The IMF and other financial institutions were drivers of so-called “market reforms” in Ukraine. We wrote about this in our project Alternative Mechanisms for the Socio-Economic Development of Ukraine. In 2015, I wrote an article for that pamphlet, regarding the origin of debt dependence and its negative impact on Ukraine.
The last “victory” in this field was the changes in the energy market. In Ukraine, gas prices have increased ten times under IMF pressure since 2014. In November 2021, the Ukrainian government agreed with the IMF on the final deregulation and selling of gas produced in Ukraine, at high exchange prices. It could increase tariffs three or five times over during the war.
Here you may see a quick English translation of my latest infographic:
We managed to promote the idea of revising debt policy in wider Ukrainian society. The proposal was picked up by different actors, including by nationalist forces. Nevertheless, the outside pressure was too strong, and Zelensky’s new government was too weak to dare to break through it. After all, in this case it required a strong economic policy and the restoration of full-fledged sovereignty.
In your petition you write that: “Chaotic borrowing and antisocial debt conditionality was a result of total oligarchisation: unwilling to fight the wealthy, the state rulers kept getting deeper in debt.” Can you explain this — and does the high debt force the state to rely on oligarchic-private interests for infrastructure projects?
This link between the weight of debt and reliance on private interests is rather indirect but still important. The argument that Ukraine has an excessive, bloated state has developed for a long time now. However, the share of national income that is distributed through taxation and budgeting in Ukraine is much less than in developed European countries.
Therefore, in conditions when most state-owned enterprises are privatized, Ukraine does not have the resources and capacities to develop infrastructure projects. Private capital in Ukraine focuses either on the commodity industries or the financial sector. This trend will be even more noticeable after the war, as private capital will be scared by instability in the region.

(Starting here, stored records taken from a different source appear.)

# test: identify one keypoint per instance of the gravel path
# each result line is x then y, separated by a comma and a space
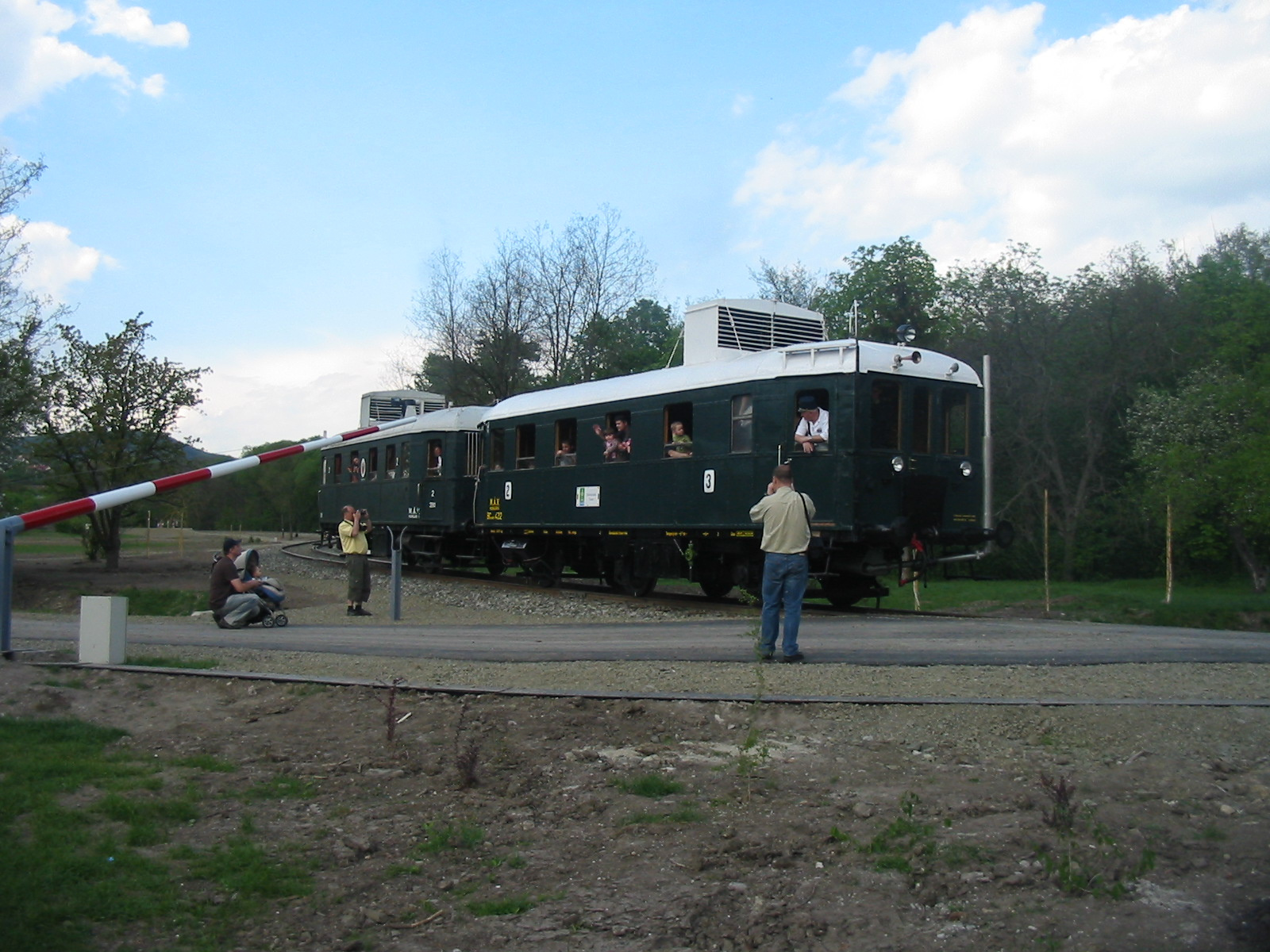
437, 601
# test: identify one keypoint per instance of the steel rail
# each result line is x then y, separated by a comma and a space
857, 700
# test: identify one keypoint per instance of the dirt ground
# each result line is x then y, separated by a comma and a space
794, 827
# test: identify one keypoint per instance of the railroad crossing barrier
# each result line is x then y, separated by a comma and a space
14, 524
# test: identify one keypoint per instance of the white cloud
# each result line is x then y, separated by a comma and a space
260, 397
36, 61
54, 260
1142, 130
154, 86
133, 23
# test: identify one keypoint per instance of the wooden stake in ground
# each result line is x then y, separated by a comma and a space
1168, 552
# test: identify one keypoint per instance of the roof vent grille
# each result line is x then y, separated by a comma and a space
723, 330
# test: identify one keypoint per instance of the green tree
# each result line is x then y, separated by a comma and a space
791, 285
108, 420
893, 285
22, 319
1206, 448
643, 340
1068, 357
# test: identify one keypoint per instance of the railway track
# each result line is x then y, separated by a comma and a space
308, 551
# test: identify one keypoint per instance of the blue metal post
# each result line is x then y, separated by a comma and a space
395, 541
10, 527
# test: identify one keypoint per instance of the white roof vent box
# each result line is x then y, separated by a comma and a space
732, 328
383, 405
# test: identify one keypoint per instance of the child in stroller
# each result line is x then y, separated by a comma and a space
271, 590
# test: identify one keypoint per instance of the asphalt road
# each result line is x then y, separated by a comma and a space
841, 640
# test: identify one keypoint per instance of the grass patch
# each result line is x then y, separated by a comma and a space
508, 905
247, 873
685, 814
281, 787
164, 602
1227, 606
649, 785
205, 762
76, 877
194, 664
440, 837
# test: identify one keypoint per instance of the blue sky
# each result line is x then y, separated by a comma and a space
267, 181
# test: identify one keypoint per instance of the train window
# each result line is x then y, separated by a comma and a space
956, 423
474, 455
677, 431
921, 419
743, 424
567, 443
495, 448
884, 414
616, 436
525, 443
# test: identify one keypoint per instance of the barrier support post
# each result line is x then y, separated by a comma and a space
10, 535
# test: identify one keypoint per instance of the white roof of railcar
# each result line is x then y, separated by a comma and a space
795, 361
450, 420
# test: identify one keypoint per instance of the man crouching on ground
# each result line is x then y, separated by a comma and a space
352, 539
233, 601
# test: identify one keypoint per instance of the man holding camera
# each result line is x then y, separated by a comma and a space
352, 539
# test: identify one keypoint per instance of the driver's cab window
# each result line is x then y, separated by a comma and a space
884, 414
812, 420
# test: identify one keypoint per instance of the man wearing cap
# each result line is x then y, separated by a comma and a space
352, 539
233, 601
813, 429
787, 518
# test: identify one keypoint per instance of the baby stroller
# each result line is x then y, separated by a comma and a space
271, 593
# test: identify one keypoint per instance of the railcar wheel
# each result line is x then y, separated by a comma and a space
715, 587
845, 593
628, 582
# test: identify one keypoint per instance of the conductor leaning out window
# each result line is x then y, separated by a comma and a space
813, 425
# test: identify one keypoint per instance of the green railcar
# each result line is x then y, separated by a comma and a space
592, 479
418, 482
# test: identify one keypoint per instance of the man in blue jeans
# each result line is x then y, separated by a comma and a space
787, 518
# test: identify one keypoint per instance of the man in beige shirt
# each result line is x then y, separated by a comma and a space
352, 539
787, 518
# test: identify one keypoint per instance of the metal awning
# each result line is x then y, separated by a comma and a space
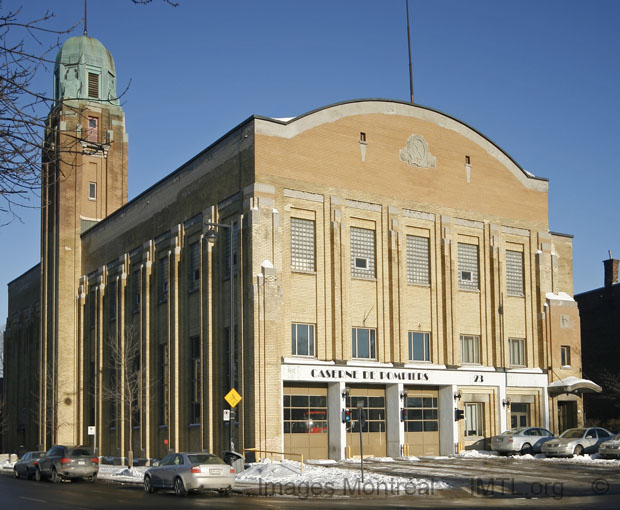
573, 385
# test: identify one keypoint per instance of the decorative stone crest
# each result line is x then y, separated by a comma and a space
416, 153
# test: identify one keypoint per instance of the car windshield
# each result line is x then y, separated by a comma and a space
573, 433
204, 458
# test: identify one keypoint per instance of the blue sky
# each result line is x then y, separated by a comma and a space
539, 78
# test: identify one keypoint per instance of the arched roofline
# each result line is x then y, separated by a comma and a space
428, 114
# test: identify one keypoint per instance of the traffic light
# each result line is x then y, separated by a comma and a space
346, 416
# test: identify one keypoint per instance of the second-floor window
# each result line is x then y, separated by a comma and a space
302, 339
364, 343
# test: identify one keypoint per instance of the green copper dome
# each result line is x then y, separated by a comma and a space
85, 70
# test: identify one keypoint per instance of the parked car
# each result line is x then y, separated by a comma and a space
610, 449
67, 462
521, 440
576, 442
186, 472
25, 467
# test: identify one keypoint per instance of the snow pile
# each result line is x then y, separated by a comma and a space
286, 477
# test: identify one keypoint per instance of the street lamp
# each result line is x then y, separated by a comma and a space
211, 236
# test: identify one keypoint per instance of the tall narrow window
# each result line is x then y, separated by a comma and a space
418, 260
194, 266
470, 349
468, 266
514, 273
362, 253
195, 371
517, 351
364, 343
92, 133
93, 85
302, 339
419, 346
302, 244
474, 419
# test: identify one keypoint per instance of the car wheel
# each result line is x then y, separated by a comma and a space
179, 487
148, 485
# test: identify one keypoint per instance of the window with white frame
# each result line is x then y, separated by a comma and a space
302, 339
362, 253
302, 244
474, 419
418, 260
468, 266
364, 343
194, 266
514, 273
517, 351
470, 349
419, 346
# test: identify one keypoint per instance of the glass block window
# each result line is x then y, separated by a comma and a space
302, 339
364, 343
422, 414
474, 419
418, 260
362, 253
195, 374
302, 244
517, 351
468, 266
419, 346
194, 266
305, 414
514, 273
470, 349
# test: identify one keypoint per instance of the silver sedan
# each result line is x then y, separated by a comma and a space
186, 472
576, 442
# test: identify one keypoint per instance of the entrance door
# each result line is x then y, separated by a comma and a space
567, 415
373, 431
422, 423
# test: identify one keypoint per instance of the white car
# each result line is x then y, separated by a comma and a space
521, 440
576, 442
610, 449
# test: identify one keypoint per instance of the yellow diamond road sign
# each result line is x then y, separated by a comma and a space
232, 397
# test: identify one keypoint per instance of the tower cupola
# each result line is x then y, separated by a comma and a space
85, 70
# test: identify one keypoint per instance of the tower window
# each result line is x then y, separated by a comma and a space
93, 85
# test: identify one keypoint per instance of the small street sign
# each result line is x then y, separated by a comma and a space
232, 397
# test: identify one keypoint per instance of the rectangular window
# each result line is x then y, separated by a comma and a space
362, 253
565, 352
419, 346
418, 260
164, 395
136, 291
93, 85
364, 343
92, 133
517, 351
470, 349
302, 339
163, 279
468, 266
514, 273
302, 244
194, 266
195, 374
474, 419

Many Western countries are already promising and delivering humanitarian aid to Ukraine. What is the specific importance of debt cancellation, firstly in fighting the war, and in allowing Ukrainians to shape their own future?

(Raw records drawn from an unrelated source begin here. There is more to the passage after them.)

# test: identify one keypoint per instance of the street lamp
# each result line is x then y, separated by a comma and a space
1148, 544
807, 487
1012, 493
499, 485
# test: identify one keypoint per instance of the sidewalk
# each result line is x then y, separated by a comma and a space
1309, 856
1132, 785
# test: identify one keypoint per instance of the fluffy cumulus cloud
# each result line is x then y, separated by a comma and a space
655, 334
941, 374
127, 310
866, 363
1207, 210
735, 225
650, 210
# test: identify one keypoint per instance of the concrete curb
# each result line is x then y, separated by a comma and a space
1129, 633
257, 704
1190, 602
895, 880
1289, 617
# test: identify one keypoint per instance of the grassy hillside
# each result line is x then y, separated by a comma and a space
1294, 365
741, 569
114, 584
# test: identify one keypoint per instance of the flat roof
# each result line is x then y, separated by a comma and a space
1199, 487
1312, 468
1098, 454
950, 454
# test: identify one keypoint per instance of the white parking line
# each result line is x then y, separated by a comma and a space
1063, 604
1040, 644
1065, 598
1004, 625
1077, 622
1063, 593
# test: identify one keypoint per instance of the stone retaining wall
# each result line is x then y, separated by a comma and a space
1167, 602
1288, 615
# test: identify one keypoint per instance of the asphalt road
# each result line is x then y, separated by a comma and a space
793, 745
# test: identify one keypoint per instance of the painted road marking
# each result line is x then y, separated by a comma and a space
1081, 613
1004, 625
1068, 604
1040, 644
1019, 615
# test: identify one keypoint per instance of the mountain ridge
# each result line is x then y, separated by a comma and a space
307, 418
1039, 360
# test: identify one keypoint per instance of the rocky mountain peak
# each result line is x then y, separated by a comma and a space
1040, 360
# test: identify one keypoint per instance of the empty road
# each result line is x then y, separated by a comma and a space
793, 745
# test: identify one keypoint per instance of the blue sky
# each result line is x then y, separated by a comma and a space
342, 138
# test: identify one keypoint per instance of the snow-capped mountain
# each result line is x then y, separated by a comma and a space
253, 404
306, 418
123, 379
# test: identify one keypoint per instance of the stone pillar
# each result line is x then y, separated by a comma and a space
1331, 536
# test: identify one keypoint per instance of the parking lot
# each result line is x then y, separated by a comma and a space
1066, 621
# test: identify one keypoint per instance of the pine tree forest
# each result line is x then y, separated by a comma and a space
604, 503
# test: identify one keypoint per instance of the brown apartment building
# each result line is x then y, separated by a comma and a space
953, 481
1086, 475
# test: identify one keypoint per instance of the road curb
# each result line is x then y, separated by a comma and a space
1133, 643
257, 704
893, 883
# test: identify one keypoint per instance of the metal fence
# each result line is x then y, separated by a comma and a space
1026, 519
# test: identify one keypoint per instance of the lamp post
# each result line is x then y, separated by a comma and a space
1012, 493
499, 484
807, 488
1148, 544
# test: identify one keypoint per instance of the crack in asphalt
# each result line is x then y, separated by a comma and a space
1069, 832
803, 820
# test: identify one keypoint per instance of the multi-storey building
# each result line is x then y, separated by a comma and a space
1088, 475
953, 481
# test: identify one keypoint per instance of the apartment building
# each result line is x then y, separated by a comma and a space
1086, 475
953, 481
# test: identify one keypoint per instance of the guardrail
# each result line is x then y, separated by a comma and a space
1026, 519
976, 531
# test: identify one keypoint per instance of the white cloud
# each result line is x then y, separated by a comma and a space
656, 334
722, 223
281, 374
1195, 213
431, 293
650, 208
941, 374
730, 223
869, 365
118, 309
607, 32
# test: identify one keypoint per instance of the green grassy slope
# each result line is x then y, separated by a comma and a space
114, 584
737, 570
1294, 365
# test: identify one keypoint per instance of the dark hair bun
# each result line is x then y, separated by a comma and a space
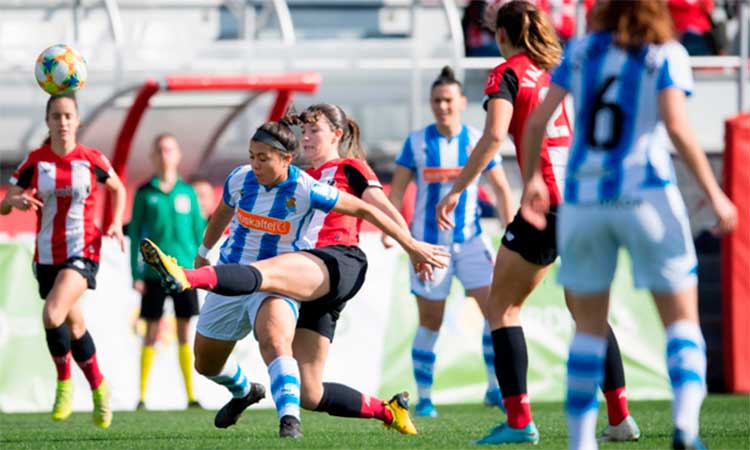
447, 73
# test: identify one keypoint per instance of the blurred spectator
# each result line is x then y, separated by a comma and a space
479, 40
478, 26
695, 27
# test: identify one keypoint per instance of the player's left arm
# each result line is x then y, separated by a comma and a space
366, 186
419, 252
117, 192
498, 182
535, 198
199, 223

Sooner or later the war will end, and Ukraine will be left not only with bombed infrastructure but also with a large public debt.
The option of debt restructuring that took place last time is not suitable for the Ukrainian economy and is rather more attractive to creditors themselves. In 2015, some of the payments to commercial lenders were postponed for three years and 20 percent of the principal was written off. But what was the price for that? Ukraine was obliged to pay creditors 15 percent of its GDP increase over 3 percent, and 40 percent of each percent of its GDP increase over 4 percent. We could barely service our debt even before the war. The terms of the loan should be reviewed on a transparent basis.
What kind of mechanisms do you imagine would allow this demand to be fulfilled? What do you think of the precedent of West German debt cancellation in 1953?
I can’t immediately suggest a debt review mechanism — in particular, because I am writing this under the sound of shelling.
But I am convinced that we can use, for example, the work of the Committee for the Abolition of Illegitimate Debt, as happened in Ecuador in 2008, when 70 percent of sovereign debt was declared illegal and the freed-up funds were used for economic development and welfare.
Today, it’s difficult to think about what a peaceful life might be like for Ukraine. But we need to work on building an independent and socially just society. For this reason, the debt yoke should go in the dustbin of history — together with the army of Russian invaders.